Rachel Thompson

Jack Canon's American Destiny

Friday, August 30, 2013

Bliss: An Anthology of Novellas (Bliss Series)

TWO

ADAM HIMSELF WOULD have been hard-pressed to answer John You’s question in that moment as to what he was doing there. As a private in Meade’s infantry, he should have been many miles to the north right now, celebrating the Gettysburg victory. Except that he didn’t have it in him to celebrate that kind of carnage. He’d picked up a newspaper somewhere along their hard journey south, and the battle was being proclaimed as a turning point, but to him it just seemed pointless.

He’d been surveying the carnage of the peach orchard, walking among the dead and the dying, when he looked into the face of a wounded Confederate and beneath the sweat, grime, and gunpowder, saw a face he recognized.

His oldest friend. A man who’d treated him like family, even though they’d come from vastly different backgrounds. Leander Harrington of the Albemarle Harringtons. Livie Harrington’s beloved twin brother.

“Adam?” Leander’s voice had been a mere whisper, a husk of his former baritone. “That really you?”

“Leander. Jesus. I didn’t know you were here.”

“We marched up from Richmond. That a canteen you got there? I sure could use a drink.”

Adam knelt beside him to assess his condition. He opened Lee’s jacket and bit back a curse.
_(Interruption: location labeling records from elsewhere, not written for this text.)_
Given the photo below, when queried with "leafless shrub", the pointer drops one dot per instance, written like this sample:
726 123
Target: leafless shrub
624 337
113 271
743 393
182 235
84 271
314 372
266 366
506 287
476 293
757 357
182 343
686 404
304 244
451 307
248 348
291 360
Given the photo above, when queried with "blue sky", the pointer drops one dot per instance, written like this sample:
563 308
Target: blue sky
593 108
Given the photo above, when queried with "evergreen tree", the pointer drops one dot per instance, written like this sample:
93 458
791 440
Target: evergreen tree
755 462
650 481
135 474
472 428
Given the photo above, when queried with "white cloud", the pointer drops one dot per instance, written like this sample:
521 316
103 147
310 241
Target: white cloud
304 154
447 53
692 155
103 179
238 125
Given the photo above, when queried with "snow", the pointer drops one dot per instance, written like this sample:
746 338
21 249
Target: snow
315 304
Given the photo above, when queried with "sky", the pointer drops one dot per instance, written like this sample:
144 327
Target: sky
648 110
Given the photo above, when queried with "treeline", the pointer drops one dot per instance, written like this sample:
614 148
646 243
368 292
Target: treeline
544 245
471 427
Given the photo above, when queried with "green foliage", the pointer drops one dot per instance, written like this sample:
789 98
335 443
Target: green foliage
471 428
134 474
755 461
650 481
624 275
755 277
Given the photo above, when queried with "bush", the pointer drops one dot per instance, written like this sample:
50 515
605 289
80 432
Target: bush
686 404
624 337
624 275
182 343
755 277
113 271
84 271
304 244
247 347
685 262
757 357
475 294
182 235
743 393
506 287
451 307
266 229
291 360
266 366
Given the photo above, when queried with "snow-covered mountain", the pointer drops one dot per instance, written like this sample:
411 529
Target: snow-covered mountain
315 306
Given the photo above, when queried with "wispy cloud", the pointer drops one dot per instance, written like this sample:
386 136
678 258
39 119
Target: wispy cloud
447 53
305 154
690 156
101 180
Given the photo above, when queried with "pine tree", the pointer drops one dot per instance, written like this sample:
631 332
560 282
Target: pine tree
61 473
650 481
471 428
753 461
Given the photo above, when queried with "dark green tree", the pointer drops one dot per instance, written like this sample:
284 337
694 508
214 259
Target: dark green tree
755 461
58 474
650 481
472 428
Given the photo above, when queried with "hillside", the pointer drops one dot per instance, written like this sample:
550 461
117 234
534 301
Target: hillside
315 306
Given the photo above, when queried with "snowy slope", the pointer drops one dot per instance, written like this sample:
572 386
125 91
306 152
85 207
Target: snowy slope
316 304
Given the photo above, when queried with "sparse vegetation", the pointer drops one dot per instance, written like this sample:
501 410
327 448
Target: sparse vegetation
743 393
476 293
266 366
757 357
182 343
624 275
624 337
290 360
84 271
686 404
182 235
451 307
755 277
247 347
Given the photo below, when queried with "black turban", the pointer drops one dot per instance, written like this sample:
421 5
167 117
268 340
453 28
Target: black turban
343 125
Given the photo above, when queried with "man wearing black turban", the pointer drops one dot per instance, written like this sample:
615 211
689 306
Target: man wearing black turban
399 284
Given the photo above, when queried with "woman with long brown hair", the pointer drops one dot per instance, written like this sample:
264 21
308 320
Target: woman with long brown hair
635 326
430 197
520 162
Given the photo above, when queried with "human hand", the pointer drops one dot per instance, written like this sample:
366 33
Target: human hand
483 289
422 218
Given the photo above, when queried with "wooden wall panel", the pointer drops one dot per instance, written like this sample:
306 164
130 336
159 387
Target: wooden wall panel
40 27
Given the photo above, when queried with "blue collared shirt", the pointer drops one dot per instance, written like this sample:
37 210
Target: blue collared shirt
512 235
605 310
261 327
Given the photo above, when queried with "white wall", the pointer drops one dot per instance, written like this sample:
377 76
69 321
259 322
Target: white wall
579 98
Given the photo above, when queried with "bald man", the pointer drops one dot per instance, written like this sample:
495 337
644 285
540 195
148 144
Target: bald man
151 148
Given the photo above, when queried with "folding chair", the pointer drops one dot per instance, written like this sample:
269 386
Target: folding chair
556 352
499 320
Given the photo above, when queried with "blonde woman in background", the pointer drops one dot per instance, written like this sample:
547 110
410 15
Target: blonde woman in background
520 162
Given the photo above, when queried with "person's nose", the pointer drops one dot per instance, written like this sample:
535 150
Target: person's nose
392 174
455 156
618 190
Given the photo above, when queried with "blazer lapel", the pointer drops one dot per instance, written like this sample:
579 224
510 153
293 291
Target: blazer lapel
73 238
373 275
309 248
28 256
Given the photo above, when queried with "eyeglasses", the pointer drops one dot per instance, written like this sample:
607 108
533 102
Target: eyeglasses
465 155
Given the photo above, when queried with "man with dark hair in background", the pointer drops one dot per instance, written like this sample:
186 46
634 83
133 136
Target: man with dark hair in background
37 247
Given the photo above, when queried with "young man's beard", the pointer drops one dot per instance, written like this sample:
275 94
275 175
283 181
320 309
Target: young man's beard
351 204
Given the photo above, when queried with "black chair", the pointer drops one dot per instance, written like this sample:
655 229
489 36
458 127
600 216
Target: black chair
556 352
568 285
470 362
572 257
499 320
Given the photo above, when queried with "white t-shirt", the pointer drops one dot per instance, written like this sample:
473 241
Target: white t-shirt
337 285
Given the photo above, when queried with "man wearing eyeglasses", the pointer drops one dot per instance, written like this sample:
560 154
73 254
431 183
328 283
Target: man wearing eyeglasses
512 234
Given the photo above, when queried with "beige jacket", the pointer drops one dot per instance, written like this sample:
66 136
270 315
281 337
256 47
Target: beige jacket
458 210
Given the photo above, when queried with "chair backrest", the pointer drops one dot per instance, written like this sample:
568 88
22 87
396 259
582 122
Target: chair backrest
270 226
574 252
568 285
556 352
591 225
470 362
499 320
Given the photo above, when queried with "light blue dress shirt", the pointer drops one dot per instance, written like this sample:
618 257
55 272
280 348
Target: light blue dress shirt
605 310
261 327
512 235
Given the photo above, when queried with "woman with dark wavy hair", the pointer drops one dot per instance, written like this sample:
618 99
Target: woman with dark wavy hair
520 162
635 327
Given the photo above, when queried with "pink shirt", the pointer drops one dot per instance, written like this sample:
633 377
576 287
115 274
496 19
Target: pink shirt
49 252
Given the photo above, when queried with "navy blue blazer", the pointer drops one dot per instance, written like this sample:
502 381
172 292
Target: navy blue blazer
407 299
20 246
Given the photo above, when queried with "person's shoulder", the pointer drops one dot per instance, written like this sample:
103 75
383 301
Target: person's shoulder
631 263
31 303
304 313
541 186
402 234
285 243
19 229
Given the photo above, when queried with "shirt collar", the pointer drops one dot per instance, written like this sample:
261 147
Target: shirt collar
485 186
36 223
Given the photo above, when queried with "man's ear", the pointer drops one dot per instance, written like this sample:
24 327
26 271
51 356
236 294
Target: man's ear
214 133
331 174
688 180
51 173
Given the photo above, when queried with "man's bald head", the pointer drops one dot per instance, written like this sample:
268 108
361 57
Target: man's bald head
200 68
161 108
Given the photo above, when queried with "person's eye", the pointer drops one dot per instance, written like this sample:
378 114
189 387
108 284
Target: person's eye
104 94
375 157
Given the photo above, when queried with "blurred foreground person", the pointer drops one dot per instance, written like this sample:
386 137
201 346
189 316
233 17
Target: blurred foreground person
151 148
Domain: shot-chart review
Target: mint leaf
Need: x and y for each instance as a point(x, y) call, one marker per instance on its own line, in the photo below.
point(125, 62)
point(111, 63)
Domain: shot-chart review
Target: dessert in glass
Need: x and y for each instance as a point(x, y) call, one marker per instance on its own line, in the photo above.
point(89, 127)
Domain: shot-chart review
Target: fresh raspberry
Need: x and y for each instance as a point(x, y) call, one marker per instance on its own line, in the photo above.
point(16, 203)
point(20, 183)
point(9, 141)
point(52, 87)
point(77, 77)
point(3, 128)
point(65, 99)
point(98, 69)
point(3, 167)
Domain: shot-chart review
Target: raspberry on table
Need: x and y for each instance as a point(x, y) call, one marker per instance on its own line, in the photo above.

“It’s bad, ain’t it? You don’t have to lie to me. I sorta already know. Just gimme some water.”

Holding his own canteen to Leander’s lips, Adam let a trickle of water flow into his mouth. “Easy does it. Don’t choke on it.” Another few drops, and he gently lay Lee back down.

“Much obliged. I’m dyin’, Adam,” Leander said with a hollow laugh. “I was all puffed up with excitement at the prospect of fightin’ on Northern soil. Now, I kinda wish I’d stayed home. Livie’s gonna be mad as a wet hen when she hears. She won’t even have a body to bury.”

“C’mon now, don’t talk like that,” Adam said. “You’ll pull out of this. You know you will. You’ve been in worse scrapes before. Member the time that friend of yours from Charleston shot you in the leg cause you called him a card cheat? That was bad, too, but you pulled through just fine.”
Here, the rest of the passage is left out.